Animal Welfare Program Expands Research on Canine Companions

Animal Welfare Program Expands Research on Canine Companions

Alexandra (Sasha) Protopopova at the Human Animal Interaction Lab

A new lab in UBC’s Animal Welfare Program welcomes furry, four-legged participants who can provide researchers with greater insights into their cognitive abilities.

Led by Assistant Professor and Certified Applied Animal Behaviourist, Alexandra (Sasha) Protopopova, the Human-Animal Interaction Lab will use behavioural studies to understand differences in dog personality and learning. Additionally, the lab will study the welfare and behaviour of therapy and assistance dogs that help people.

“The opening of the brand new Human-Animal Interaction Lab space will finally allow us to work collaboratively with the local dog-loving community. We are excited to bring in our dog guests and their owners to learn more about our best friends,” says Protopopova. “It will also allow for teaching opportunities for graduate and undergraduate students who are interested in companion animal behaviour.”

Protopopova holds the NSERC/BC SPCA Industrial Research Chair in Animal Welfare, so her research findings are expected to impact many areas: animal shelter practices, including supporting positive behaviour of dogs living in shelters; therapy dog training practices to improve the wellbeing of dogs and the people they assist; and, general companion animal welfare knowledge.

In 2020, Humane Canada reported 20,000 dogs were taken into shelters with approximately 50% of them being adopted. Unfortunately, dog adoptions have slowed down in 2022.
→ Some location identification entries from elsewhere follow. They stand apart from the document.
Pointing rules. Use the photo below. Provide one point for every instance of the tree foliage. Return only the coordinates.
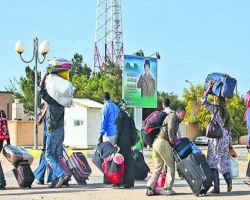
(109, 79)
(15, 87)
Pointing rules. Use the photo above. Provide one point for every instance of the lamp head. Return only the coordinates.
(44, 47)
(139, 53)
(19, 47)
(157, 55)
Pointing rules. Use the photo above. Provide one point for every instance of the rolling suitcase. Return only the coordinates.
(103, 150)
(223, 84)
(141, 169)
(45, 169)
(23, 174)
(183, 147)
(79, 167)
(197, 173)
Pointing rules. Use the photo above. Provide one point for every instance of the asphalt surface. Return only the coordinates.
(95, 189)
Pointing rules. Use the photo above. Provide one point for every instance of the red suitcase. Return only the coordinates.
(79, 167)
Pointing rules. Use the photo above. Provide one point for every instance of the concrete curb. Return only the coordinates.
(89, 153)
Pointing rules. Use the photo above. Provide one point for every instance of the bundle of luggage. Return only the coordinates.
(223, 84)
(104, 151)
(20, 158)
(57, 82)
(193, 166)
(75, 165)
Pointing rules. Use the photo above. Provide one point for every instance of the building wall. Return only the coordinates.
(22, 133)
(17, 111)
(85, 135)
(6, 103)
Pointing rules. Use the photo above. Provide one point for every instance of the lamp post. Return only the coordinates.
(139, 53)
(189, 82)
(44, 48)
(156, 54)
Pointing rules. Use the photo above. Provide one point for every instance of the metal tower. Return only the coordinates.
(108, 34)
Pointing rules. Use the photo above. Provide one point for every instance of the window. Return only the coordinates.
(78, 122)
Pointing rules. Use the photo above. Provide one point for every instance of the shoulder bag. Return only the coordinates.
(213, 129)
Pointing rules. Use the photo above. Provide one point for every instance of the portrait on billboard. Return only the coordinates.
(139, 81)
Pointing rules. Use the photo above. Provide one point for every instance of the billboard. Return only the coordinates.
(139, 81)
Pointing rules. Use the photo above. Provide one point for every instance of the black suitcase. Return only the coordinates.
(23, 174)
(80, 168)
(197, 173)
(103, 150)
(141, 169)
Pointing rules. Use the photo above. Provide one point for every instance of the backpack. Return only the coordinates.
(149, 122)
(247, 98)
(152, 125)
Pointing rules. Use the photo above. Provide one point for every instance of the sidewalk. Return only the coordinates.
(96, 190)
(89, 153)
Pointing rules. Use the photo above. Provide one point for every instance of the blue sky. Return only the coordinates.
(193, 37)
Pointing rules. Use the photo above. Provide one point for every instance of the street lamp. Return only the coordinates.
(189, 82)
(139, 53)
(156, 54)
(44, 48)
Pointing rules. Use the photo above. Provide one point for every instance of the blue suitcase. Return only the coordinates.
(103, 150)
(197, 173)
(223, 84)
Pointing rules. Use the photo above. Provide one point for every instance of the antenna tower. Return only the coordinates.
(108, 33)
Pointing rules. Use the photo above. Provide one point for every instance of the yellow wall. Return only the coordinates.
(22, 133)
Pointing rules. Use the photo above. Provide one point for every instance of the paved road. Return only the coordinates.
(95, 189)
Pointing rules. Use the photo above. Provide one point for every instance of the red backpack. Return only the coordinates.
(4, 131)
(149, 127)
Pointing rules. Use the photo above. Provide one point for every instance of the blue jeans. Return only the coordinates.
(54, 149)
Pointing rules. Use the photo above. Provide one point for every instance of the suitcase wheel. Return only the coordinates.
(82, 183)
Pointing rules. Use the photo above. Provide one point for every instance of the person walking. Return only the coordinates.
(108, 116)
(163, 153)
(55, 136)
(40, 170)
(148, 139)
(246, 118)
(123, 141)
(4, 135)
(218, 149)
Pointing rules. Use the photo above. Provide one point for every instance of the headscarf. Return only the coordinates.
(123, 106)
(224, 114)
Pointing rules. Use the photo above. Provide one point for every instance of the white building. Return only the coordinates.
(82, 123)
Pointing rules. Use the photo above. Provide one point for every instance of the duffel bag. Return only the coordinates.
(60, 89)
(223, 84)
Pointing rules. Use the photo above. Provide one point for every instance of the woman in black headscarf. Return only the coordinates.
(218, 148)
(123, 140)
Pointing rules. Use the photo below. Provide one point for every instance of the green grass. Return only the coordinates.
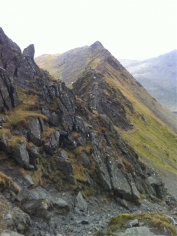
(150, 138)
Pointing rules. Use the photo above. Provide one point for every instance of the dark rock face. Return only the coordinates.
(70, 142)
(100, 97)
(8, 95)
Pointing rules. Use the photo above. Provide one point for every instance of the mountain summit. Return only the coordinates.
(70, 156)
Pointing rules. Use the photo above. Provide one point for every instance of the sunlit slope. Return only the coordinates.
(69, 65)
(150, 137)
(154, 133)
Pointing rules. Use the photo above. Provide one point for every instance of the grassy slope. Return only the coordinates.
(151, 138)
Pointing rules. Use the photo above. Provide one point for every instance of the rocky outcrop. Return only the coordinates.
(8, 95)
(67, 142)
(13, 218)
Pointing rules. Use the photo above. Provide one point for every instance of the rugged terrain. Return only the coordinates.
(158, 76)
(66, 166)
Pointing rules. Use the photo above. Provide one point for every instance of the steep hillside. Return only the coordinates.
(64, 166)
(159, 77)
(139, 113)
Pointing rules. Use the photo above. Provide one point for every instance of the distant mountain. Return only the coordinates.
(158, 75)
(106, 145)
(116, 93)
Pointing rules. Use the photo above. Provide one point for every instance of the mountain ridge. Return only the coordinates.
(158, 75)
(64, 152)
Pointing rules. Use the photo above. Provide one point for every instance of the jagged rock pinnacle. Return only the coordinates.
(96, 44)
(29, 51)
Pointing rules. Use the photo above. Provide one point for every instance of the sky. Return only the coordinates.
(129, 29)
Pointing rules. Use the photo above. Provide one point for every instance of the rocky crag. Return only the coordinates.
(64, 168)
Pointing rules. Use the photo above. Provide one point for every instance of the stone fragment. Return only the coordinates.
(21, 155)
(81, 203)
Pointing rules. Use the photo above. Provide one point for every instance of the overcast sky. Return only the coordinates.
(131, 29)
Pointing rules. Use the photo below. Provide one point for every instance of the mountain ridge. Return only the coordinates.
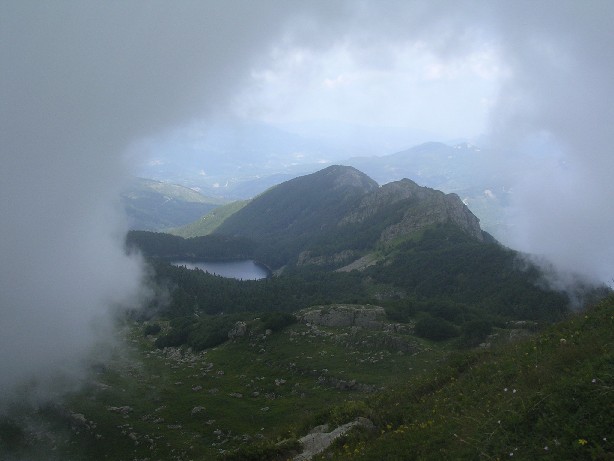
(341, 212)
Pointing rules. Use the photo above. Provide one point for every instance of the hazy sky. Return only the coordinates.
(81, 81)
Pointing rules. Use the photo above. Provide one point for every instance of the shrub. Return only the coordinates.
(435, 328)
(475, 332)
(276, 321)
(152, 329)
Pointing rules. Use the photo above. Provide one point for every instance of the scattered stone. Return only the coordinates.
(319, 439)
(198, 409)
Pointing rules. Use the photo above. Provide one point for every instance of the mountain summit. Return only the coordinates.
(339, 214)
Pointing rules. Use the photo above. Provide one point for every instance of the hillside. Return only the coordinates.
(266, 395)
(154, 205)
(208, 223)
(339, 215)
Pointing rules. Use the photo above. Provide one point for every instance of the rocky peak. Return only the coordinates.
(424, 207)
(344, 176)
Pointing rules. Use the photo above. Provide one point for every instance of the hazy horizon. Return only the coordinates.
(89, 89)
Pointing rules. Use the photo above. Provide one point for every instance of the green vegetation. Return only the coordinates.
(464, 361)
(154, 205)
(541, 396)
(209, 247)
(548, 396)
(210, 222)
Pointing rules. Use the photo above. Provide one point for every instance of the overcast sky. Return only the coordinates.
(81, 81)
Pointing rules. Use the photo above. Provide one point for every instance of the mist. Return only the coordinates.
(83, 81)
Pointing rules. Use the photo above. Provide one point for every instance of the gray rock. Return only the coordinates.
(319, 440)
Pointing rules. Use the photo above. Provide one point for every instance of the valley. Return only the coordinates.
(393, 328)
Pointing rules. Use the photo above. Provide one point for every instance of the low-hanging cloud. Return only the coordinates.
(80, 81)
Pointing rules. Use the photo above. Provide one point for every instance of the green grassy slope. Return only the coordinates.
(210, 222)
(550, 396)
(547, 396)
(154, 205)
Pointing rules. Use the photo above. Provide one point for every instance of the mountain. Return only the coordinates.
(339, 214)
(208, 223)
(155, 205)
(464, 169)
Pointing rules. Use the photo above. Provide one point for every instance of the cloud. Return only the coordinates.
(81, 81)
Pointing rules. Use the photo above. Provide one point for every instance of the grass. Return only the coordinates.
(546, 396)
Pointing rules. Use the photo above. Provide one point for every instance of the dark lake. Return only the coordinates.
(242, 270)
“With COVID-19 restrictions ending and many going back to the office, some dog owners are discovering behavioural challenges, such as separation anxiety, in their new companions. Furthermore, the difficult economic situation and lack of access to pet-friendly affordable housing means that many are forced to rehome their beloved pets. This is now an urgent time to help dogs and owners in need.”

The lab will undertake a variety of studies, including ways to assist dog owners with their dogs’ behavioural concerns. It will also be a place for learning about animal behaviour and animal sheltering, in general.

The new lab is outfitted with 360-degree cameras and twoway mirrors, and expands the Animal Welfare Program’s ability to contribute research and applied knowledge on companion animals and the role of animals in society.

UBC’s veterinarians have reviewed the lab to ensure it’s safe for humans and dogs. Protopopova also points out researchers will ensure consent comes from dog owners and the dogs themselves using behavioural cues. For example, dogs who shy away from interacting with researchers or show signs of being tired or distracted will not be asked to continue and instead either be rescheduled or find an alternative study that would be more suitable for the dog’s comfort.

Funding for the lab came from the Canada Foundation for Innovation JELF and the BC Knowledge Development Fund. Research at the lab space is primary funded by the Natural Sciences and Engineering Research Council Discovery Grant and the Human Animal Bond Research Institute.

Those interested in having their pets participate in future studies can email

Comparing Breed and Individual Behaviour

Amin Azadian

Amin Azadian is a PhD student in Applied Animal Biology and earned a Doctor of Veterinary Medicine from the University of Tabriz in Iran. His past research focused on domestic cats, in particular the impact of Feline Immunodeficiency Virus infection on developing age-associated cognitive impairments (Feline Dementia).

Today, he is turning his attention to the study of domestic dogs.

“I was always interested in exploring how animals interact with their environment and to what extent the interaction between the genetic makeup and previous life experiences can shape the behaviour and personality of animals,” said Azadian. “I chose to study domestic dogs because the long history of artificial selection in dogs to accentuate desirable traits according to their utility to humans provides a unique opportunity to study between-breed differences in various aspects of behaviour.”

Azadian will also study dogs within a single breed with the aim of understanding the impact of previous experiences, such as the training, on learning and behaviour. By better understanding fundamental behavioural differences and their genetic underpinnings, he hopes to better classify and understand individual differences in animals, which hasn’t received a lot of attention in research studies.